Près d’un million de Rohingyas ont fui les violences dans l’Etat de Rakhine au nord du Myanmar (Birmanie) depuis le 25 août 2017 pour se réfugier au Bangladesh dans le camp de Cox’s Bazar. A ce jour, Plan International a aidé près de 60 000 personnes et environ 750 000 réfugié·e·s sont toujours à Cox’s Bazar, dont plus de 400 000 enfants.

Plan International Bangladesh a repris ses activités humanitaires auprès des populations rohingyas réfugiées

Après avoir reçu l’autorisation du gouvernement du Bangladesh, Plan International a repris ses activités pour venir en aide aux Rohingyas dans le district de Cox’s Bazar. Les équipes de Plan International ont mis en place des programmes d’accès à l’eau, hygiène et assainissement ainsi que de protection des enfants. 

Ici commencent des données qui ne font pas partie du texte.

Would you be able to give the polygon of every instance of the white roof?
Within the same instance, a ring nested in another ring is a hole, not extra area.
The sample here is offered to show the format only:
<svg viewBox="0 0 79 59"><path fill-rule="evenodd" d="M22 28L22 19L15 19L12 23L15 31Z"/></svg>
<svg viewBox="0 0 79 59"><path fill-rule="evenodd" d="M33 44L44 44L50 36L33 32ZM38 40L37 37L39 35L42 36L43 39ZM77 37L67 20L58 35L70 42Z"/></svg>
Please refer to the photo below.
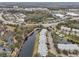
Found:
<svg viewBox="0 0 79 59"><path fill-rule="evenodd" d="M77 32L79 32L79 29L72 29L72 31L77 31Z"/></svg>
<svg viewBox="0 0 79 59"><path fill-rule="evenodd" d="M55 14L56 16L58 16L58 17L64 17L64 15L63 14Z"/></svg>
<svg viewBox="0 0 79 59"><path fill-rule="evenodd" d="M58 44L60 50L78 50L79 47L77 44Z"/></svg>
<svg viewBox="0 0 79 59"><path fill-rule="evenodd" d="M73 13L73 12L68 12L67 15L71 15L71 16L79 16L79 14Z"/></svg>
<svg viewBox="0 0 79 59"><path fill-rule="evenodd" d="M38 46L38 52L41 56L47 55L47 45L46 45L46 29L42 29L39 36L39 46Z"/></svg>
<svg viewBox="0 0 79 59"><path fill-rule="evenodd" d="M64 26L61 26L61 29L64 29L64 30L71 30L71 28L64 27Z"/></svg>

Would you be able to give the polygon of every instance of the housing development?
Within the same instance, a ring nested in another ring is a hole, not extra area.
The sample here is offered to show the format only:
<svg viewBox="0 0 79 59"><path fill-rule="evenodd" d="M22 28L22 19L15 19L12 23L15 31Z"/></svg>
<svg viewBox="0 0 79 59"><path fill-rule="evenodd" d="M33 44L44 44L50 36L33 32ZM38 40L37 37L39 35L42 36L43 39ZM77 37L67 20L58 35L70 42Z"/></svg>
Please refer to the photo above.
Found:
<svg viewBox="0 0 79 59"><path fill-rule="evenodd" d="M75 56L78 8L0 7L0 57Z"/></svg>

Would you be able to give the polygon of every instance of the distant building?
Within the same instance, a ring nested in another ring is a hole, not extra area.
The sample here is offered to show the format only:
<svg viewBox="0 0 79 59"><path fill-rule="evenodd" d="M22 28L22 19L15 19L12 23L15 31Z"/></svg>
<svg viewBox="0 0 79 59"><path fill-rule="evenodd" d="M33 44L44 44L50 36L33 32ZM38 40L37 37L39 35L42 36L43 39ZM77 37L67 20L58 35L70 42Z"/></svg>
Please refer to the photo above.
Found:
<svg viewBox="0 0 79 59"><path fill-rule="evenodd" d="M79 29L72 29L72 34L79 36Z"/></svg>
<svg viewBox="0 0 79 59"><path fill-rule="evenodd" d="M61 26L61 31L65 34L69 34L71 31L71 28Z"/></svg>
<svg viewBox="0 0 79 59"><path fill-rule="evenodd" d="M66 15L67 16L73 16L73 17L79 17L79 14L73 13L73 12L67 12Z"/></svg>
<svg viewBox="0 0 79 59"><path fill-rule="evenodd" d="M74 29L74 28L68 28L68 27L64 27L64 26L61 26L61 31L65 34L71 34L71 35L76 35L76 36L79 36L79 29Z"/></svg>
<svg viewBox="0 0 79 59"><path fill-rule="evenodd" d="M77 44L57 44L58 49L66 51L79 51L79 46Z"/></svg>

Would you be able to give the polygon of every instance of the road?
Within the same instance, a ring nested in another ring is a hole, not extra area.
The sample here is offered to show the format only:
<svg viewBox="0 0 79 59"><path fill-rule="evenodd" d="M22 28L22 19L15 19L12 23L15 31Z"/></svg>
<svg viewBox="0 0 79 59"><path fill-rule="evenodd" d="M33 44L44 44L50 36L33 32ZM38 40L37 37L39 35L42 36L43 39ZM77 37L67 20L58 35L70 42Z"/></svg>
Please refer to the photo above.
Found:
<svg viewBox="0 0 79 59"><path fill-rule="evenodd" d="M56 51L56 49L54 47L53 38L52 38L52 35L51 35L50 31L48 32L47 36L48 36L47 38L48 38L48 43L49 43L49 47L50 47L49 51L52 54L57 55L57 51Z"/></svg>

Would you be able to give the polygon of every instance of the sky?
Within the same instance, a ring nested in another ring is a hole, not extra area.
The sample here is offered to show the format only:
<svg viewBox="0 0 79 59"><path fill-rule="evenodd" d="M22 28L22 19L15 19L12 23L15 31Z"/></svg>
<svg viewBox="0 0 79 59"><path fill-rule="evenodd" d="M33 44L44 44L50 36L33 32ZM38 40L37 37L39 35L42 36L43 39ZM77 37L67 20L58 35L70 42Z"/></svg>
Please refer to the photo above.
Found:
<svg viewBox="0 0 79 59"><path fill-rule="evenodd" d="M79 0L0 0L0 2L79 2Z"/></svg>

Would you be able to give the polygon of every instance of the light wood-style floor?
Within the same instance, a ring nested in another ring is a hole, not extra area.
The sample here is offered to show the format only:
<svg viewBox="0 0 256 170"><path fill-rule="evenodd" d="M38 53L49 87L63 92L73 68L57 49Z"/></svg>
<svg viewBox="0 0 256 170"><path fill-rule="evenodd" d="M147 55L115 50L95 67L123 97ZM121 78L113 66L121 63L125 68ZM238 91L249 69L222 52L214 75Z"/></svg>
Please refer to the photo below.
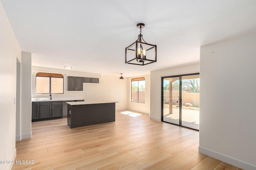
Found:
<svg viewBox="0 0 256 170"><path fill-rule="evenodd" d="M241 170L199 153L197 131L122 111L115 122L72 129L66 118L33 122L16 160L34 164L12 169Z"/></svg>

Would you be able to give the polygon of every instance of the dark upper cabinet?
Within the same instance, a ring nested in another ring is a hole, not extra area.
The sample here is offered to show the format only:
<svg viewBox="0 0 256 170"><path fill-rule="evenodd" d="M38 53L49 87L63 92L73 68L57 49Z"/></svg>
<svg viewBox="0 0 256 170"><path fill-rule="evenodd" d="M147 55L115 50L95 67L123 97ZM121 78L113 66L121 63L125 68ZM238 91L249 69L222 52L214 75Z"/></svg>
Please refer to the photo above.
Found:
<svg viewBox="0 0 256 170"><path fill-rule="evenodd" d="M68 91L83 91L84 78L68 76Z"/></svg>
<svg viewBox="0 0 256 170"><path fill-rule="evenodd" d="M52 117L52 102L39 102L39 119Z"/></svg>
<svg viewBox="0 0 256 170"><path fill-rule="evenodd" d="M62 116L62 102L52 102L52 117Z"/></svg>
<svg viewBox="0 0 256 170"><path fill-rule="evenodd" d="M99 83L100 82L99 78L92 78L91 77L84 77L84 83Z"/></svg>
<svg viewBox="0 0 256 170"><path fill-rule="evenodd" d="M39 102L32 102L32 120L39 119Z"/></svg>

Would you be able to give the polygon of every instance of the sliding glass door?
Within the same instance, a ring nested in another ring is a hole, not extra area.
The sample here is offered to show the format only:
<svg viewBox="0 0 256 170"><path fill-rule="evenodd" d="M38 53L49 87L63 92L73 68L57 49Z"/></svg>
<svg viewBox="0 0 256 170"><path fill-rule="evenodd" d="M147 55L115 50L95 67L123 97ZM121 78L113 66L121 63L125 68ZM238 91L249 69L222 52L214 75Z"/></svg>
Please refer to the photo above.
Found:
<svg viewBox="0 0 256 170"><path fill-rule="evenodd" d="M180 124L178 106L180 92L180 77L163 79L163 121L176 125Z"/></svg>
<svg viewBox="0 0 256 170"><path fill-rule="evenodd" d="M199 129L199 73L162 77L162 121Z"/></svg>

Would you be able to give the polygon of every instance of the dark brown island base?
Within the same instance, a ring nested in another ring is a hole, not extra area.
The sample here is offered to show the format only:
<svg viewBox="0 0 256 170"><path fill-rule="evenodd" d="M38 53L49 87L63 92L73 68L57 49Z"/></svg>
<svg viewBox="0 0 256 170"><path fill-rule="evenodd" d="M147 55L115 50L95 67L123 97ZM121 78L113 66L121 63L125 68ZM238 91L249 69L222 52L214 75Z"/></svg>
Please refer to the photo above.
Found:
<svg viewBox="0 0 256 170"><path fill-rule="evenodd" d="M70 128L116 121L114 101L68 102L68 125Z"/></svg>

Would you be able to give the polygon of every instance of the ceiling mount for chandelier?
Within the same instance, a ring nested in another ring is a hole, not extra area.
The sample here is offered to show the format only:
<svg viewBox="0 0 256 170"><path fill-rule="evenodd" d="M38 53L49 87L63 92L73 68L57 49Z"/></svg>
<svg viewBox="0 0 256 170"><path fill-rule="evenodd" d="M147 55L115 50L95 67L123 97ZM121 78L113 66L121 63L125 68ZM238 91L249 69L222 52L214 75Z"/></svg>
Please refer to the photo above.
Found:
<svg viewBox="0 0 256 170"><path fill-rule="evenodd" d="M140 34L135 42L125 48L126 63L143 66L156 62L156 45L148 44L144 40L141 34L141 29L144 27L143 23L137 24Z"/></svg>

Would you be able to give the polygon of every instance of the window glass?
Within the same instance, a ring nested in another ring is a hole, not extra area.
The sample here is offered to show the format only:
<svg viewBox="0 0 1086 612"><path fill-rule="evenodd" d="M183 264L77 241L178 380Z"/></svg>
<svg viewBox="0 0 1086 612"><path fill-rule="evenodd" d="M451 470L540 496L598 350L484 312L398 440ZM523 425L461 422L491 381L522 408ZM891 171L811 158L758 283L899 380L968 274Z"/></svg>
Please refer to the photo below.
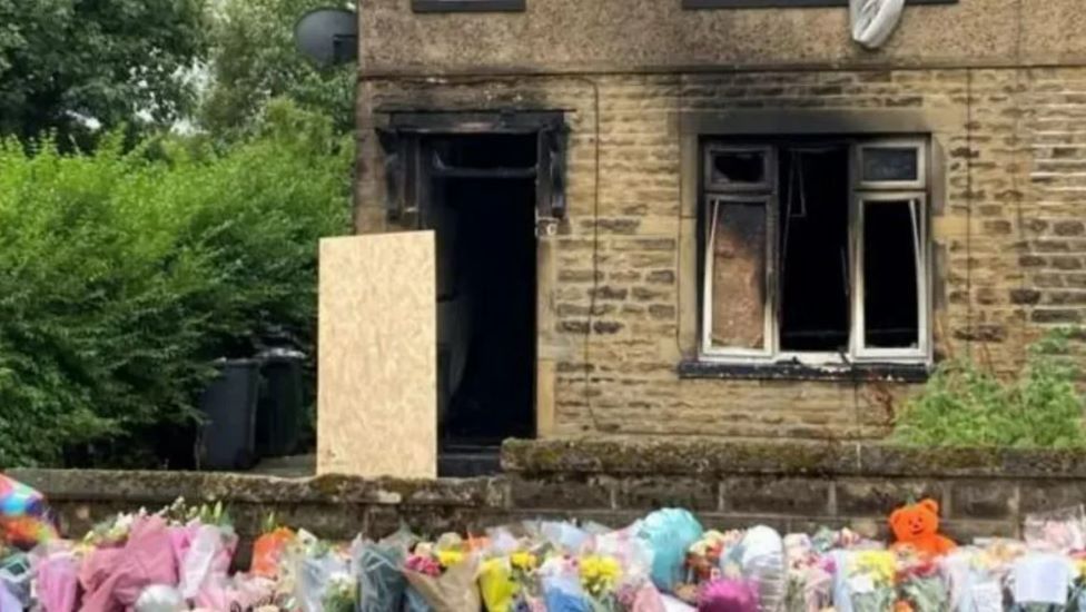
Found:
<svg viewBox="0 0 1086 612"><path fill-rule="evenodd" d="M766 151L713 150L710 152L709 182L718 189L769 184Z"/></svg>
<svg viewBox="0 0 1086 612"><path fill-rule="evenodd" d="M914 200L863 206L863 344L918 346L919 207Z"/></svg>
<svg viewBox="0 0 1086 612"><path fill-rule="evenodd" d="M920 178L916 147L865 147L861 157L865 182L916 182Z"/></svg>
<svg viewBox="0 0 1086 612"><path fill-rule="evenodd" d="M711 205L712 346L766 347L767 207L763 201Z"/></svg>

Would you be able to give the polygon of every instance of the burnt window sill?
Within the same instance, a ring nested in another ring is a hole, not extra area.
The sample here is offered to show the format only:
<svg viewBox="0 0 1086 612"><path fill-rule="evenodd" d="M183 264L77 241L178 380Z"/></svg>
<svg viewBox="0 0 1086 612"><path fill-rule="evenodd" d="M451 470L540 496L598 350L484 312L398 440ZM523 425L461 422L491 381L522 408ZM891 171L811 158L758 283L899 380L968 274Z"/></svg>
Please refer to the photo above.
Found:
<svg viewBox="0 0 1086 612"><path fill-rule="evenodd" d="M413 0L415 12L523 12L524 0Z"/></svg>
<svg viewBox="0 0 1086 612"><path fill-rule="evenodd" d="M958 0L906 0L910 4L957 4ZM847 7L848 0L682 0L682 8L691 9L790 9Z"/></svg>
<svg viewBox="0 0 1086 612"><path fill-rule="evenodd" d="M931 374L925 364L850 364L812 366L792 362L771 364L724 364L685 361L679 364L679 378L734 381L847 381L924 383Z"/></svg>

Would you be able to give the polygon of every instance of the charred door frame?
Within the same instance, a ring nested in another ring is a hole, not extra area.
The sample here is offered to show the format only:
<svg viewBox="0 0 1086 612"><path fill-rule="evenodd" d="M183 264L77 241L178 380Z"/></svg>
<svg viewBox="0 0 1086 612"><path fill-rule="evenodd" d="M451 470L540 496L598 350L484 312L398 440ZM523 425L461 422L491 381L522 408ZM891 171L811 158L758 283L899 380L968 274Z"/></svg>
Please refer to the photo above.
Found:
<svg viewBox="0 0 1086 612"><path fill-rule="evenodd" d="M428 172L423 170L423 141L440 135L537 135L535 167L536 314L535 435L553 428L554 366L544 329L551 317L547 299L554 269L553 236L566 214L566 147L569 128L561 110L535 111L378 111L376 128L384 154L385 215L392 226L421 229L428 198ZM500 172L501 170L496 170ZM496 176L496 175L495 175Z"/></svg>

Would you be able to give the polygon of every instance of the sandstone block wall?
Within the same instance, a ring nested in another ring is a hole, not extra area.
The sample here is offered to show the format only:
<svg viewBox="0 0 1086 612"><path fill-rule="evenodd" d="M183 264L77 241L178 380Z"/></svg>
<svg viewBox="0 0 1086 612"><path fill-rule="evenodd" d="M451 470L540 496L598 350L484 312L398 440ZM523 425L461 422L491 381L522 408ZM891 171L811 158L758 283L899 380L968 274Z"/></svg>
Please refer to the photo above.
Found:
<svg viewBox="0 0 1086 612"><path fill-rule="evenodd" d="M365 128L374 109L418 100L567 109L569 216L539 247L544 436L871 437L910 391L867 379L680 377L679 364L697 356L698 203L684 186L683 141L699 119L832 117L866 134L895 118L922 126L935 147L938 358L973 355L1013 372L1045 327L1086 320L1086 68L516 77L362 90L361 231L387 228L382 177L365 171L381 168Z"/></svg>
<svg viewBox="0 0 1086 612"><path fill-rule="evenodd" d="M914 384L679 374L699 326L690 142L751 117L931 136L937 359L1011 373L1045 328L1086 323L1079 0L909 7L875 52L849 41L843 8L590 4L421 16L408 0L363 0L359 11L358 231L396 229L374 132L391 113L564 111L569 216L539 241L542 437L886 433Z"/></svg>
<svg viewBox="0 0 1086 612"><path fill-rule="evenodd" d="M238 474L16 470L43 491L68 533L112 512L156 511L178 496L223 501L251 539L264 517L330 539L385 535L405 522L425 534L476 533L533 519L623 526L667 506L707 527L768 524L781 531L850 526L883 535L909 496L942 506L959 540L1017 535L1026 514L1086 501L1080 453L921 451L865 443L728 443L659 440L510 442L506 474L492 478L367 481Z"/></svg>

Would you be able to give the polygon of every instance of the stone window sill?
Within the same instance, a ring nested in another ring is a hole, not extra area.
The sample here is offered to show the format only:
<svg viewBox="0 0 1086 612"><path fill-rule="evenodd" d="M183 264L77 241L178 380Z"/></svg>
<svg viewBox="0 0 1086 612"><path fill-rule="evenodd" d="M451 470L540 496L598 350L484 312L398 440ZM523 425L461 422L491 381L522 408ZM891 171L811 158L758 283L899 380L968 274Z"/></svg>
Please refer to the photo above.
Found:
<svg viewBox="0 0 1086 612"><path fill-rule="evenodd" d="M812 366L798 363L725 364L685 361L679 364L683 379L715 378L738 381L848 381L924 383L931 374L924 364L850 364Z"/></svg>
<svg viewBox="0 0 1086 612"><path fill-rule="evenodd" d="M523 12L524 0L413 0L415 12Z"/></svg>
<svg viewBox="0 0 1086 612"><path fill-rule="evenodd" d="M906 4L957 4L958 0L906 0ZM789 9L847 7L848 0L682 0L683 9Z"/></svg>

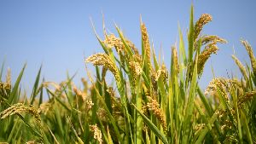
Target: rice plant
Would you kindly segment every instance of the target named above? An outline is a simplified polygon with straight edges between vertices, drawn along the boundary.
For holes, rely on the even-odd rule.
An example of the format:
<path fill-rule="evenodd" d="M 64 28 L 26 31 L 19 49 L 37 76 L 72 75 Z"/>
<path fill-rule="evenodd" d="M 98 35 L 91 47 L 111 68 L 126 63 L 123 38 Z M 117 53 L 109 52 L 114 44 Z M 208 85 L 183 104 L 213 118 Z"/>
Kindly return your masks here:
<path fill-rule="evenodd" d="M 241 40 L 250 63 L 243 66 L 232 55 L 240 79 L 214 78 L 204 92 L 198 85 L 205 64 L 219 49 L 217 43 L 227 43 L 202 34 L 210 21 L 212 16 L 203 14 L 195 22 L 191 6 L 188 38 L 178 27 L 179 44 L 170 51 L 169 68 L 157 60 L 142 20 L 141 50 L 117 26 L 118 35 L 104 31 L 102 39 L 96 32 L 104 53 L 84 60 L 96 72 L 94 78 L 86 71 L 83 88 L 68 75 L 61 84 L 40 83 L 40 68 L 31 95 L 22 95 L 26 65 L 13 84 L 10 70 L 2 78 L 3 63 L 0 142 L 255 143 L 256 59 L 250 44 Z M 114 84 L 108 83 L 108 72 Z"/>

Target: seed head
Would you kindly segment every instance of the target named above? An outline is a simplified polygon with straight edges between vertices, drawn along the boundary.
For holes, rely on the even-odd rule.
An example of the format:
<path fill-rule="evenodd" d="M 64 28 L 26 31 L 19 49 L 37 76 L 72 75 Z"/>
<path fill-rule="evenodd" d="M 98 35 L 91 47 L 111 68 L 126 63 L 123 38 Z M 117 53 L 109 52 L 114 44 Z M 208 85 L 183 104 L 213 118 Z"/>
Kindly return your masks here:
<path fill-rule="evenodd" d="M 198 55 L 197 73 L 199 76 L 202 74 L 204 65 L 209 59 L 212 54 L 217 54 L 218 48 L 216 42 L 209 43 L 206 46 L 205 49 Z"/>
<path fill-rule="evenodd" d="M 241 40 L 241 42 L 246 48 L 249 56 L 250 56 L 253 71 L 254 75 L 256 75 L 256 60 L 255 60 L 255 57 L 253 55 L 253 48 L 251 47 L 251 45 L 248 43 L 247 41 Z"/>
<path fill-rule="evenodd" d="M 93 65 L 103 66 L 112 72 L 117 82 L 120 82 L 120 76 L 119 74 L 119 70 L 114 64 L 114 62 L 110 59 L 110 57 L 103 53 L 98 53 L 89 56 L 85 62 L 91 62 Z"/>
<path fill-rule="evenodd" d="M 207 24 L 208 22 L 212 21 L 212 18 L 210 14 L 203 14 L 201 15 L 201 17 L 199 18 L 199 20 L 196 21 L 195 25 L 195 28 L 194 28 L 194 40 L 195 40 L 200 32 L 201 32 L 203 26 Z"/>
<path fill-rule="evenodd" d="M 147 103 L 148 109 L 152 111 L 157 119 L 160 122 L 165 131 L 167 131 L 166 121 L 163 111 L 160 108 L 160 104 L 156 100 L 152 99 L 150 96 L 147 96 L 148 102 Z"/>
<path fill-rule="evenodd" d="M 243 77 L 247 79 L 248 78 L 248 76 L 247 76 L 247 71 L 246 71 L 246 68 L 244 67 L 244 66 L 241 64 L 241 62 L 237 59 L 237 57 L 236 55 L 233 55 L 232 58 L 235 60 L 237 66 L 239 67 Z"/>
<path fill-rule="evenodd" d="M 102 131 L 99 130 L 97 127 L 97 124 L 94 125 L 90 125 L 90 129 L 91 131 L 93 131 L 93 138 L 96 139 L 96 141 L 99 141 L 100 144 L 102 143 Z"/>

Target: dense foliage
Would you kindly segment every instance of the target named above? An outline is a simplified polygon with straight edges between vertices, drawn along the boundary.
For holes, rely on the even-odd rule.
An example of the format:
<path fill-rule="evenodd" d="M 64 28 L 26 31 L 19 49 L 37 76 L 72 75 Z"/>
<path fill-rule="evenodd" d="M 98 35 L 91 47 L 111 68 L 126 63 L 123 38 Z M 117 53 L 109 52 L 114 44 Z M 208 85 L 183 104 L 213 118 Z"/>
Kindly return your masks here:
<path fill-rule="evenodd" d="M 191 8 L 188 48 L 180 29 L 178 48 L 172 48 L 171 67 L 157 60 L 141 21 L 141 52 L 116 26 L 118 36 L 104 31 L 96 37 L 105 53 L 88 57 L 96 66 L 96 78 L 77 88 L 73 78 L 55 84 L 43 80 L 38 71 L 31 95 L 21 93 L 0 73 L 0 141 L 7 143 L 255 143 L 256 59 L 244 66 L 232 55 L 241 78 L 214 78 L 205 92 L 198 80 L 217 43 L 226 41 L 202 35 L 212 16 L 194 22 Z M 178 50 L 177 49 L 178 49 Z M 177 53 L 179 51 L 179 53 Z M 188 54 L 187 54 L 188 53 Z M 114 84 L 108 84 L 108 72 Z M 90 84 L 88 84 L 90 82 Z M 47 101 L 43 96 L 48 95 Z M 90 142 L 89 142 L 90 141 Z"/>

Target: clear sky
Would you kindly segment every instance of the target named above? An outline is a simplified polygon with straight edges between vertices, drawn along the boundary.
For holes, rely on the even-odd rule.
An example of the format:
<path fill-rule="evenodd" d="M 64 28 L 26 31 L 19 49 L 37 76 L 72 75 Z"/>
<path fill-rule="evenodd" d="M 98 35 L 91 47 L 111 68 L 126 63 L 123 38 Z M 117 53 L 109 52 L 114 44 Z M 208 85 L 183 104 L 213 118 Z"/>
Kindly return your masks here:
<path fill-rule="evenodd" d="M 74 81 L 79 84 L 80 78 L 86 77 L 84 55 L 102 52 L 90 17 L 102 37 L 103 13 L 108 30 L 116 33 L 116 23 L 139 49 L 142 15 L 155 50 L 162 49 L 165 62 L 170 66 L 170 48 L 177 39 L 177 23 L 186 37 L 191 3 L 184 0 L 1 0 L 0 62 L 5 59 L 5 67 L 11 68 L 14 79 L 27 63 L 21 83 L 26 89 L 32 89 L 42 63 L 42 75 L 47 81 L 65 80 L 68 71 L 71 75 L 78 72 Z M 234 48 L 241 61 L 248 61 L 241 38 L 256 48 L 256 1 L 195 0 L 193 3 L 195 20 L 203 13 L 212 15 L 212 22 L 205 26 L 203 32 L 218 35 L 229 42 L 219 44 L 218 55 L 207 61 L 201 86 L 206 87 L 212 78 L 211 65 L 216 76 L 226 77 L 227 72 L 240 75 L 230 55 Z"/>

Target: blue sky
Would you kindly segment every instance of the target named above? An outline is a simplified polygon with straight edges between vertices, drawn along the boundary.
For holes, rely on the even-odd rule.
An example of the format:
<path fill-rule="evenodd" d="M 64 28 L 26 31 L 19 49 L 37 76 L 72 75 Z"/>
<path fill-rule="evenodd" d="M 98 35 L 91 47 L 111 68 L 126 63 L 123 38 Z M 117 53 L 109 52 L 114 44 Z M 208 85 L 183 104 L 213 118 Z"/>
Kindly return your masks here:
<path fill-rule="evenodd" d="M 82 1 L 82 0 L 1 0 L 0 62 L 12 70 L 15 79 L 22 66 L 27 66 L 21 84 L 32 89 L 38 70 L 43 63 L 42 75 L 47 81 L 61 82 L 78 72 L 74 81 L 79 85 L 86 77 L 84 56 L 102 52 L 93 30 L 102 37 L 102 16 L 108 30 L 116 33 L 114 23 L 140 48 L 140 15 L 148 27 L 156 51 L 162 50 L 170 66 L 171 46 L 177 39 L 177 23 L 183 35 L 189 26 L 191 1 Z M 256 1 L 194 1 L 195 19 L 203 13 L 211 14 L 212 22 L 205 26 L 205 34 L 218 35 L 228 40 L 219 44 L 218 55 L 207 61 L 201 79 L 204 88 L 216 76 L 227 77 L 227 72 L 240 75 L 230 55 L 233 48 L 241 61 L 248 61 L 241 38 L 256 48 Z M 161 47 L 161 49 L 160 49 Z M 255 49 L 253 49 L 254 51 Z M 90 66 L 93 71 L 93 67 Z"/>

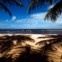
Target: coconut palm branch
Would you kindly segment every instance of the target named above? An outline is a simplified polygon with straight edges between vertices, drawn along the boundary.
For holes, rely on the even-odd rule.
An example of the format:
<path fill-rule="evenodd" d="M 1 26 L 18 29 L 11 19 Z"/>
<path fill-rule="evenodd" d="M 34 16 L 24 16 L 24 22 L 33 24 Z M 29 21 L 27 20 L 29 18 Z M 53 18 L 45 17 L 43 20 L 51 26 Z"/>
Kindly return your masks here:
<path fill-rule="evenodd" d="M 51 19 L 55 21 L 59 15 L 62 13 L 62 0 L 52 7 L 46 14 L 45 19 Z"/>

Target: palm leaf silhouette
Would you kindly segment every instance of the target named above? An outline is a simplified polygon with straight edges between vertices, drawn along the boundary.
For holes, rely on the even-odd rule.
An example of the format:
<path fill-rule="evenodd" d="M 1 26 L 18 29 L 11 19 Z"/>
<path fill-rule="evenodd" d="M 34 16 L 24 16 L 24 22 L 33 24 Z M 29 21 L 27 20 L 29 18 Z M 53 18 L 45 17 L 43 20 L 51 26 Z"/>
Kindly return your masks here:
<path fill-rule="evenodd" d="M 51 19 L 55 21 L 57 17 L 62 13 L 62 0 L 59 1 L 53 8 L 51 8 L 46 14 L 45 19 Z"/>

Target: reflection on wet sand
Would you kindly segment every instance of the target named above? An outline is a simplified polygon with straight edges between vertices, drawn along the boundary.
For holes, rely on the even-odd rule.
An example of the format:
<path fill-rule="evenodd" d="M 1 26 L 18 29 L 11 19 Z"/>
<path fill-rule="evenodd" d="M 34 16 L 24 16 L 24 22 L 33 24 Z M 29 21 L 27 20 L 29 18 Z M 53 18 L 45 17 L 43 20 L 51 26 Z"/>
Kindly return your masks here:
<path fill-rule="evenodd" d="M 0 34 L 0 62 L 62 62 L 62 35 Z"/>

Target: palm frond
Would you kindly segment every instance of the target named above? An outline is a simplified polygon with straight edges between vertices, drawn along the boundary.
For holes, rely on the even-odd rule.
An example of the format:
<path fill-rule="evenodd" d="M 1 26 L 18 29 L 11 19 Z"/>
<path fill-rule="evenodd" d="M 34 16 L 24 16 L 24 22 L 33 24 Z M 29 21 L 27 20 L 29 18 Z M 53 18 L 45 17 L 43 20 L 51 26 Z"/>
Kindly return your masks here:
<path fill-rule="evenodd" d="M 48 13 L 45 16 L 45 19 L 51 19 L 55 21 L 61 13 L 62 13 L 62 0 L 59 1 L 57 4 L 55 4 L 54 7 L 48 11 Z"/>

Environ 1 million de Rohingyas, en majorité des enfants et des femmes, ont fui les violences dans l’Etat de Rakhine au nord du Myanmar (Birmanie) pour arriver à Cox’s Bazar. Le camp accueille maintenant près de 750 000 personnes. 

Les Rohingyas ont enduré de terribles épreuves au cours de leur trajet périlleux jusqu’au Bangladesh. Certains ont traversé la jungle à pied, affrontant les moussons et une chaleur intense. Les agences de l’ONU signalent que de nombreuses personnes sont arrivées malades et malnutries. Les jeunes enfants et les personnes âgées sont particulièrement vulnérables aux maladies contagieuses, notamment celles transmises par l’eau.  

Dangers dans les camps au Bangladesh

Plan International est préoccupée par le sort de milliers de personnes, en particulier des enfants, touchées par les violences continues et demande l’arrêt des violences, la protection des civils dans toutes les zones, et le respect du droit humanitaire et du droit international relatif aux droits humains.

Il est urgent d’assurer la protection des personnes déplacées ainsi que des civils dans les zones affectées par le conflit, et de leur garantir l’accès à une aide humanitaire, notamment à de l’eau, de la nourriture et des soins médicaux. 

Des milliers de personnes dorment dans des camps en plein air, presque sans abri, sur des terrains boueux dans le district de Cox Bazar, sans accès à l’eau potable ni à des toilettes. La forte concentration des personnes déplacées dans les camps provoque des risques sanitaires mais également sécuritaires, particulièrement pour les enfants et les filles.   

Pas d’accès aux soins médicaux

Il est urgent que les nouveaux arrivants puissent avoir accès aux soins, notamment à cause du nombre élevé de blessés et de l’absence de services cliniques. Ces personnes ont besoin en urgence de médicaments et d’approvisionnement de base.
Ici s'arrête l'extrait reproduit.